By simulating the entire upgrade in an isolated “digital twin,” Chkk detects conflicts—like IP exhaustion or IAM permission gaps—before they hit production. For example, if the new version changes how IP addresses are allocated or introduces stricter requirements for custom networking (ENIConfig) or security group per pod features, those incompatibilities or errors will surface in the simulation. Any anomalies like IP assignment failures, excessive latency, or configuration warnings are flagged early. This means you only proceed with the real upgrade once it’s been proven safe in a replica of your environment.

Supported Packages

Whether you install the Amazon VPC CNI via Helm, Kustomize, or raw manifest, Chkk automatically detects your installation method and adapts its plan accordingly. Regardless of your packaging method (self-managed or EKS-managed add-on), Chkk’s checks and recommendations adapt accordingly. It also supports custom images or private registries - ensuring that even if you’re using a forked CNI build or an air-gapped registry, the upgrade workflow and validation checks still function seamlessly for your setup.

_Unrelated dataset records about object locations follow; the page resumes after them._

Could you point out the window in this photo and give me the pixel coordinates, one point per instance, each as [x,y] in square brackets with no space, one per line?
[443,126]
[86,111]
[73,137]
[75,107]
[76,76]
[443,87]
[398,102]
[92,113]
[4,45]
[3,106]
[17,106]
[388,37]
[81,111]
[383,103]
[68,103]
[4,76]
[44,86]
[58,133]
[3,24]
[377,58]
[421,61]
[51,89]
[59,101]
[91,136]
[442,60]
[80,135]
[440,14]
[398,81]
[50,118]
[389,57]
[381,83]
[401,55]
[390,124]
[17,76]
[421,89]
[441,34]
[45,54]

Common Operational Considerations

  • IP Allocation Challenges: Each node has a finite pool of IPs based on how many ENIs it can attach, so running out of available addresses will halt pod scheduling. Adjusting instance sizes, using warm IP targets, or enabling prefix delegation helps avoid IP exhaustion.
  • Scaling Considerations: As clusters grow, VPC-level IP space can become a bottleneck if subnets run out of capacity. Monitoring IP usage at scale and tuning the warm IP pool protect against AWS API throttling and networking delays.
  • Security Best Practices: Ensure your nodes have the correct IAM roles (e.g., AmazonEKS_CNI_Policy) and consider using NetworkPolicies to enforce zero-trust. Regularly update the CNI for security patches and keep security groups aligned with least-privilege principles.
  • Compatibility Issues: VPC CNI is tightly integrated with EKS, so chaining other CNIs or supporting Windows nodes requires matching versions.
  • Monitoring & Troubleshooting: Pod IP assignment errors often surface in the aws-node logs or as failed scheduling events. Collecting Prometheus metrics and leveraging CloudWatch alarms allow quick detection of IP exhaustion or ENI attachment failures.